Sandy Lake

The Sandy Lake-Sackville River Regional Park is currently one thousand acres. It has been recognized for nearly five decades, provincially and municipally and in multiple reports and studies, to be a unique landscape worth protecting, but the final 1800 acres have never been saved. In 1971, P.B. Dean was hired to identify areas “Unique in the Halifax Dartmouth area or important on a regional or provincial scale.” The Sandy Lake to Sackville River area was one of seven unique “jewels” – priority areas to be protected for their ecological richness and for community education and recreation. Time is running out for Sandy Lake. Twists of fate have caused housing development to be on a parallel path.

The area remains unique and ecologically intact. The lakes are bordered by rich drumlins that support magnificent mixed, multi-aged Acadian forest with significant old-growth stands and striking “pit and mound” topography. A wide variety of natural elements exist all in one place, and they are species-rich, including rare species and important turtle and moose habitat, for example. One is a big marsh lake, one a deep “blue lake” (Most in this part of NS are “brown lakes”) and the third a boreal forest lake.
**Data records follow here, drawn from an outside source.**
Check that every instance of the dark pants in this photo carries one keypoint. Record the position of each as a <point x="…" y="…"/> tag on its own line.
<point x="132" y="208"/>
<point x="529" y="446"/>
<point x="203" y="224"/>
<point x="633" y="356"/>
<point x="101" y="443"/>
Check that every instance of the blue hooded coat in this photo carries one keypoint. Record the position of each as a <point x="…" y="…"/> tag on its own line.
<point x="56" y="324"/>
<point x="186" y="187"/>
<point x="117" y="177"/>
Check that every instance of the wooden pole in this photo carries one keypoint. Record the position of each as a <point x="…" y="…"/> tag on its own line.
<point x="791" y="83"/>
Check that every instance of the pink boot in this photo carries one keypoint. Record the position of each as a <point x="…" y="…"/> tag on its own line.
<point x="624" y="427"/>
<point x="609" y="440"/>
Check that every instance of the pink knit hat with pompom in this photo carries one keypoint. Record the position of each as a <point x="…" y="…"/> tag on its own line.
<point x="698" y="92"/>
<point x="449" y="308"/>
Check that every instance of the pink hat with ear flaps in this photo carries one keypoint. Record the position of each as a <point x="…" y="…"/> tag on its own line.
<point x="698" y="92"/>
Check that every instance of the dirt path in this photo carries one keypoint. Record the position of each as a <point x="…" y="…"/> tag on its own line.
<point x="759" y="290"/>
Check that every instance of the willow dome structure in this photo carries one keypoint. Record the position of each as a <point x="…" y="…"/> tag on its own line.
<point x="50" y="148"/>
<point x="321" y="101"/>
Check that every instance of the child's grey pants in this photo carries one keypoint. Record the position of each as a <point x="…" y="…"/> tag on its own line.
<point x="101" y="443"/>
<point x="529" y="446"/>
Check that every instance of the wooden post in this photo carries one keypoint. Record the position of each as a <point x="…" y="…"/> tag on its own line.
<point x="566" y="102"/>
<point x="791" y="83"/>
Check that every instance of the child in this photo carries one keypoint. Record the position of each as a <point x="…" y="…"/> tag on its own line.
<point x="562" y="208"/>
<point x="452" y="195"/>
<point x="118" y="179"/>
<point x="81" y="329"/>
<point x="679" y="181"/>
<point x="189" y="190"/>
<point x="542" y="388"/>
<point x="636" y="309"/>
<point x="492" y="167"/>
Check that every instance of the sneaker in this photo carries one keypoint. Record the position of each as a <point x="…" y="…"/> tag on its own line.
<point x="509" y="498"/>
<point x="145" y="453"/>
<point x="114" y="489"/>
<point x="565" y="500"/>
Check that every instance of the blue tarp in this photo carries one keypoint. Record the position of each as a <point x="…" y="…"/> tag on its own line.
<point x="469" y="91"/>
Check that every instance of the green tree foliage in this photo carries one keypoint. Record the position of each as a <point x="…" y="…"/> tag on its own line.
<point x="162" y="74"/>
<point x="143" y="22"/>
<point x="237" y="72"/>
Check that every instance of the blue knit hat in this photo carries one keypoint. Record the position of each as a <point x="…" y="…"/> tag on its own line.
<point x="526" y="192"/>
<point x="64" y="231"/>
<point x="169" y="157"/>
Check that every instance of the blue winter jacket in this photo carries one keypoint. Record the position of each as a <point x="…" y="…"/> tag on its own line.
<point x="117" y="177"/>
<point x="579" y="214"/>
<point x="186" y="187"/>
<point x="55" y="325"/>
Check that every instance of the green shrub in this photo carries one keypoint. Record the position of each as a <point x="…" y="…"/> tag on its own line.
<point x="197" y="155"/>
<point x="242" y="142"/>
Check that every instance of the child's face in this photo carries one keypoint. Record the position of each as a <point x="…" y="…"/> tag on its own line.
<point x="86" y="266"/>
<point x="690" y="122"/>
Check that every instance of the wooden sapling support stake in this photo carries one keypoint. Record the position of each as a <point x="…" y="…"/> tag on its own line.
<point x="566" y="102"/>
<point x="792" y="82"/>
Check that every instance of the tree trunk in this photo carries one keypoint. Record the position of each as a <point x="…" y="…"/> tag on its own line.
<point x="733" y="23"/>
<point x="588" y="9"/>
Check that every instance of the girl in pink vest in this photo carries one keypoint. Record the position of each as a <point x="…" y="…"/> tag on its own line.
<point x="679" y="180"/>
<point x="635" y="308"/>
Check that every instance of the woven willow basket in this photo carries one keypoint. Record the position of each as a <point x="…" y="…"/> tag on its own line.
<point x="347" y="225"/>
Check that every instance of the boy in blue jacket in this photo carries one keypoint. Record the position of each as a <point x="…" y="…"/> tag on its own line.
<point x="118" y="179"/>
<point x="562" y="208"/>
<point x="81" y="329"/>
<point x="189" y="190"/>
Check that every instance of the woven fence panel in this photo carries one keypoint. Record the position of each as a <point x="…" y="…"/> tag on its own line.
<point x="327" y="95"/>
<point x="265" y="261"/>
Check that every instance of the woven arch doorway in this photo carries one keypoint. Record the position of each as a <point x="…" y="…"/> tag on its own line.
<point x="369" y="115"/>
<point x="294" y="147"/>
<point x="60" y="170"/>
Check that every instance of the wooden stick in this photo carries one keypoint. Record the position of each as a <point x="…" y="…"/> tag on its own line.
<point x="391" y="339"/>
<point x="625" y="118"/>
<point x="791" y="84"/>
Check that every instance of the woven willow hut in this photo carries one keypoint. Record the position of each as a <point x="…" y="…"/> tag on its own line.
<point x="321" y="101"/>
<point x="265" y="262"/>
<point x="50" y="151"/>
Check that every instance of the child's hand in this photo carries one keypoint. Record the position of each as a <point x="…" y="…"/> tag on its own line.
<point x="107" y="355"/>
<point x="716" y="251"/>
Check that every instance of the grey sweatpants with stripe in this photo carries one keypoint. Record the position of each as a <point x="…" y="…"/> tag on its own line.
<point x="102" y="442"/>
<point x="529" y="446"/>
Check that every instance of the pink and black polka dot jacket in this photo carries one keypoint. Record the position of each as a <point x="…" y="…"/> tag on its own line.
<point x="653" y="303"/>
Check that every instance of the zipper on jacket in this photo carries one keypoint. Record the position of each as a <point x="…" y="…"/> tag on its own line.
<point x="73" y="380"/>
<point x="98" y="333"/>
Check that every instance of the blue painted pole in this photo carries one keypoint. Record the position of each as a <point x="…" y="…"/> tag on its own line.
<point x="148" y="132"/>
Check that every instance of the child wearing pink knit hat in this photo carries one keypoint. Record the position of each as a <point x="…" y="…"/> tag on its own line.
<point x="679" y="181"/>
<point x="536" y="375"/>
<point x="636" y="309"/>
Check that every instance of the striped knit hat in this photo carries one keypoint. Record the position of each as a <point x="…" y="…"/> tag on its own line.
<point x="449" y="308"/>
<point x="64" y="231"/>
On March 26, 2023 John Lohr, the Minister of Municipal Affairs and Housing in the Progressive Conservative government of Tim Houston, announced the creation of the HRM Housing Task Force and 9 “Special Planning Areas” that would excellerate housing development in response to the housing crisis in Nova Scotia. The Housing Task Force was given the authority to by-pass regional planning and public consultation processes. The 1800 acres that had come so close to becoming parkland at Sandy Lake, was now slated for development. Shovels in the ground by 2024.